Allergies and asthma are increasing in number. According to the CDC, food allergies alone rose 50 percent in children from 1997 to 2011.

Wouldn’t it be wonderful if people could predict the presence of allergens we could be more preemptive about treating them and companies could be better about not introducing them into their products?

Predicting allergens to create better products

Chris Lawrence and Ha Dang, researchers from the Virginia Bioinformatics Institute and the Department of Biological Sciences in the College of Science at Virginia Tech, thought so. They created Allerdictor, a new computational approach and software that helps predict allergies.

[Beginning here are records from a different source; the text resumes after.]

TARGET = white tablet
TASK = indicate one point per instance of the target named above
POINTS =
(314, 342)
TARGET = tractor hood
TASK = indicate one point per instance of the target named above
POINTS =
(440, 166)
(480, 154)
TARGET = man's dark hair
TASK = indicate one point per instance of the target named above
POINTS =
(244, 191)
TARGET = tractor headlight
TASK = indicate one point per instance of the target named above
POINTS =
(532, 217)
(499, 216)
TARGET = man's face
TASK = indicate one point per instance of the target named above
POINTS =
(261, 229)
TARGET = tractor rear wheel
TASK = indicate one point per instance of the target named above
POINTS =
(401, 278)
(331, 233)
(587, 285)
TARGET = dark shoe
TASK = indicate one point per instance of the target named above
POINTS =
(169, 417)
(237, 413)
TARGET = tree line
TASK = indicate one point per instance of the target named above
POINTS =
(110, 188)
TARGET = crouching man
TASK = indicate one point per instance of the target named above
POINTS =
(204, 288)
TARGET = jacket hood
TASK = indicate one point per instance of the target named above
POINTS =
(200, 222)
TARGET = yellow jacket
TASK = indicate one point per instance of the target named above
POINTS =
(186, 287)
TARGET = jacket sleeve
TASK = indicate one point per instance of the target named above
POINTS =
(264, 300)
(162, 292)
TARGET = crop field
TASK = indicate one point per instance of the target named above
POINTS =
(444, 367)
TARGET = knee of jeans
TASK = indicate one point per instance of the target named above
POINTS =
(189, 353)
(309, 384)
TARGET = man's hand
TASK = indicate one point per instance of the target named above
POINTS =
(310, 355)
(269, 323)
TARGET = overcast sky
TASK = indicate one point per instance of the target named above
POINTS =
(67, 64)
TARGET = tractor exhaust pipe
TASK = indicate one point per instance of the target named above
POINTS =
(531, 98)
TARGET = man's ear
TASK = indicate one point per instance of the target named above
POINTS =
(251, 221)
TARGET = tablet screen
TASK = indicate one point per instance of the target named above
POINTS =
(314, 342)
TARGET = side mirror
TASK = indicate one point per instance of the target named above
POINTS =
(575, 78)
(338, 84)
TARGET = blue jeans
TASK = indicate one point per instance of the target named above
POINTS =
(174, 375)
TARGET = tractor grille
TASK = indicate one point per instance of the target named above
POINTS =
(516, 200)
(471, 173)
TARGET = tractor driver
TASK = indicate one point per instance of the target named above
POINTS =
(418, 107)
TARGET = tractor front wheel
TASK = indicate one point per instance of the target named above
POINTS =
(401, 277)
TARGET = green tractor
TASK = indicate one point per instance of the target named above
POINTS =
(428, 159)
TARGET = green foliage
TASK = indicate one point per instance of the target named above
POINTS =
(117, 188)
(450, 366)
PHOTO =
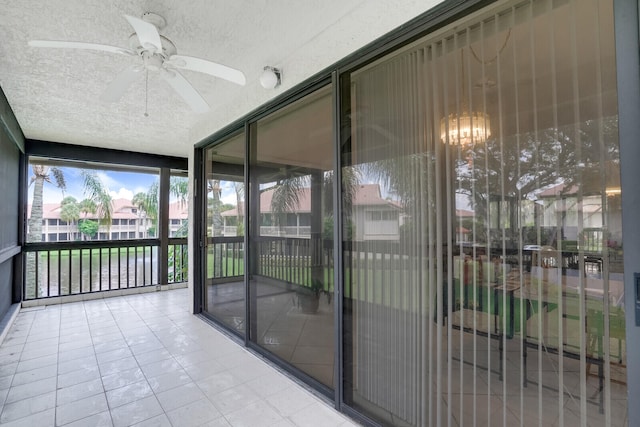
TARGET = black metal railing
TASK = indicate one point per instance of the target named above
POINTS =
(225, 257)
(56, 269)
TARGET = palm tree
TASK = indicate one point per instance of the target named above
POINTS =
(41, 174)
(70, 213)
(140, 202)
(96, 192)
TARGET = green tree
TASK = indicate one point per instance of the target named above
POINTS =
(89, 227)
(41, 174)
(97, 193)
(69, 212)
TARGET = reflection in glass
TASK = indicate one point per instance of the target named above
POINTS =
(291, 235)
(224, 218)
(493, 293)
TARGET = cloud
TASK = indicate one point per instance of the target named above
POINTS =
(107, 180)
(229, 198)
(123, 193)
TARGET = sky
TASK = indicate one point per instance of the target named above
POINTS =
(120, 184)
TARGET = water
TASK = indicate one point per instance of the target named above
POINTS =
(62, 273)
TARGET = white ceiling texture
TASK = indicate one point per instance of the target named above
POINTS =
(55, 93)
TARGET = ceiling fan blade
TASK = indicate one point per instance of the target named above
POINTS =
(121, 83)
(185, 90)
(208, 67)
(79, 45)
(147, 33)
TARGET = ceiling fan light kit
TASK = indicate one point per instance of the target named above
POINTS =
(159, 55)
(271, 77)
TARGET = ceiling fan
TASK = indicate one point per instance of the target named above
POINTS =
(158, 54)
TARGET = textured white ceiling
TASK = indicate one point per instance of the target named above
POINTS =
(54, 92)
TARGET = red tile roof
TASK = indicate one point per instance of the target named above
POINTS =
(366, 195)
(121, 209)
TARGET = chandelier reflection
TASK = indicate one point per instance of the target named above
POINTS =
(465, 128)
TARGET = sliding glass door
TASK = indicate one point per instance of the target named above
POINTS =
(483, 279)
(224, 290)
(291, 235)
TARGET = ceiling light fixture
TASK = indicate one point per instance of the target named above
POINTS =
(468, 127)
(271, 77)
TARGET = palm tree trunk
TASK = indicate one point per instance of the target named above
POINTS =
(34, 235)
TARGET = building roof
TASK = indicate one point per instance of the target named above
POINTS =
(121, 209)
(366, 195)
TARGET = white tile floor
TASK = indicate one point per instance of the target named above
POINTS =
(142, 360)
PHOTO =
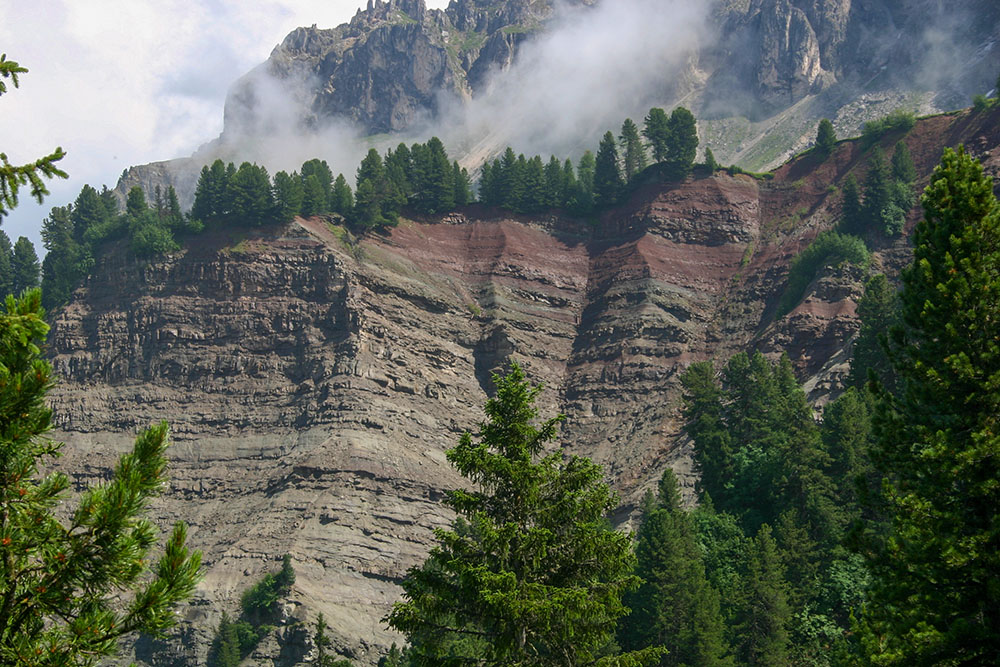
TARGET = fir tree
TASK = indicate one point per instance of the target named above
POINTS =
(675, 607)
(14, 177)
(764, 613)
(288, 195)
(6, 254)
(938, 447)
(531, 571)
(826, 137)
(852, 219)
(24, 266)
(70, 587)
(657, 132)
(608, 184)
(342, 199)
(634, 158)
(683, 146)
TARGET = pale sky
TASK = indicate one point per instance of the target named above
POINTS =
(124, 82)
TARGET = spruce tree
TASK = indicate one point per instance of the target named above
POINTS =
(675, 607)
(24, 266)
(826, 137)
(657, 132)
(342, 199)
(6, 254)
(934, 600)
(852, 219)
(14, 177)
(764, 613)
(531, 574)
(608, 184)
(634, 158)
(288, 195)
(74, 580)
(683, 146)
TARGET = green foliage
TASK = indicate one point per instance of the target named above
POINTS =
(634, 158)
(899, 120)
(608, 183)
(828, 248)
(675, 606)
(878, 311)
(826, 137)
(656, 129)
(683, 145)
(531, 574)
(70, 587)
(14, 177)
(938, 449)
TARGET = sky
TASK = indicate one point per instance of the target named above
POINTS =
(123, 82)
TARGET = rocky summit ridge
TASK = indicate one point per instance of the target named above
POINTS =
(313, 380)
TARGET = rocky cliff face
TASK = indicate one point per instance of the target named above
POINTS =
(313, 380)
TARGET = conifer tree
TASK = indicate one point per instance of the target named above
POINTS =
(938, 448)
(288, 195)
(764, 613)
(683, 146)
(555, 183)
(851, 213)
(826, 137)
(463, 187)
(657, 132)
(531, 571)
(6, 254)
(24, 266)
(342, 200)
(14, 177)
(608, 184)
(74, 581)
(634, 158)
(675, 607)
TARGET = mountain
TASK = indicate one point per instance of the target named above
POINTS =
(758, 74)
(313, 379)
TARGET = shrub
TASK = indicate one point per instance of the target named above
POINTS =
(828, 248)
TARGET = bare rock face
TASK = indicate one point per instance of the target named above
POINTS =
(314, 381)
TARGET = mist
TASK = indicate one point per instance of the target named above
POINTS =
(590, 69)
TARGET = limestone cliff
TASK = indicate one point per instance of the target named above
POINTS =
(314, 380)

“As more biotechnology derived products like new protein-based therapeutics or genetically modified plants are developed, it becomes increasingly important for potential allergens to be identified and dealt with before these come to market,” explained Lawrence, the project director. “Predicting allergens more accurately will also aid in basic scientific research.”

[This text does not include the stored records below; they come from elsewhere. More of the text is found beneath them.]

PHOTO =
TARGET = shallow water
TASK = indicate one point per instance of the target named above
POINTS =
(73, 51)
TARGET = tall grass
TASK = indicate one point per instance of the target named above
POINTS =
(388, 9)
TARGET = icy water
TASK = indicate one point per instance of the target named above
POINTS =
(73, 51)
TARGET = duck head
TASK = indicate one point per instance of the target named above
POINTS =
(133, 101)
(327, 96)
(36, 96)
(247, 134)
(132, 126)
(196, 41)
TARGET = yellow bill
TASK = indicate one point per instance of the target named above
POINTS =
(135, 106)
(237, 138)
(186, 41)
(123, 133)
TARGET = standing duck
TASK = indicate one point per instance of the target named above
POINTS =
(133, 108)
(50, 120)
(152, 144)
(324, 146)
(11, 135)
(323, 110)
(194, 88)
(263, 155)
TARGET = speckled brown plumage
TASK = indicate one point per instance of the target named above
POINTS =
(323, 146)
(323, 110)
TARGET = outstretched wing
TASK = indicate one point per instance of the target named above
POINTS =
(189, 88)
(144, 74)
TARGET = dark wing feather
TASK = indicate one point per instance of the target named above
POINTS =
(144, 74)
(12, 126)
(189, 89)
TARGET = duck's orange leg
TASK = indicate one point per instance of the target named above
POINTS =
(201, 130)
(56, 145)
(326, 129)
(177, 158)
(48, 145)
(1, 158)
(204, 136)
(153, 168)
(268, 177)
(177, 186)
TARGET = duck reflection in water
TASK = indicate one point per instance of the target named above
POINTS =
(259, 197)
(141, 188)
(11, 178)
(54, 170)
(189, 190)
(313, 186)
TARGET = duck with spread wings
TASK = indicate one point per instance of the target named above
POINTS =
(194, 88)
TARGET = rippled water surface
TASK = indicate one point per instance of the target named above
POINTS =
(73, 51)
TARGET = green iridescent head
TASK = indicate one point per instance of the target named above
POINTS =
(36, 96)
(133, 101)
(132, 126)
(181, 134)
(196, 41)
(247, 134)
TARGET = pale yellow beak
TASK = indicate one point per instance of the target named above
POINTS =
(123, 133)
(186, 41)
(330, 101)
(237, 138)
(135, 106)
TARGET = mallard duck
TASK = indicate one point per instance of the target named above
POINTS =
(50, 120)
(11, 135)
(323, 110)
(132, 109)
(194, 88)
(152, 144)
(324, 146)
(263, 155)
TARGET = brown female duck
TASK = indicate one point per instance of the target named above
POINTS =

Businesses and consumers are protected

The new Allerdictor system predicts allergens with a very high accuracy at very fast speeds. Allerdictor uses machine-learning approaches borrowed from artificial intelligence research to learn and apply those lessons to the analysis of large-scale submissions for the presence of allergens. It is now easier, faster, and more accurate making it better for eliminating allergens and making sure businesses and consumers are protected.

Analyze whole genomic sequences faster and better

“This new approach for identifying potential allergens is also applicable when analyzing the vast amount of genomic data that is being produced from various DNA sequencing projects worldwide. Most current methods of allergen prediction tend to be slow and inaccurate, yielding false positives that skew the data. Allerdictor literally take minutes to analyze entire genomes,” said Dang, first author.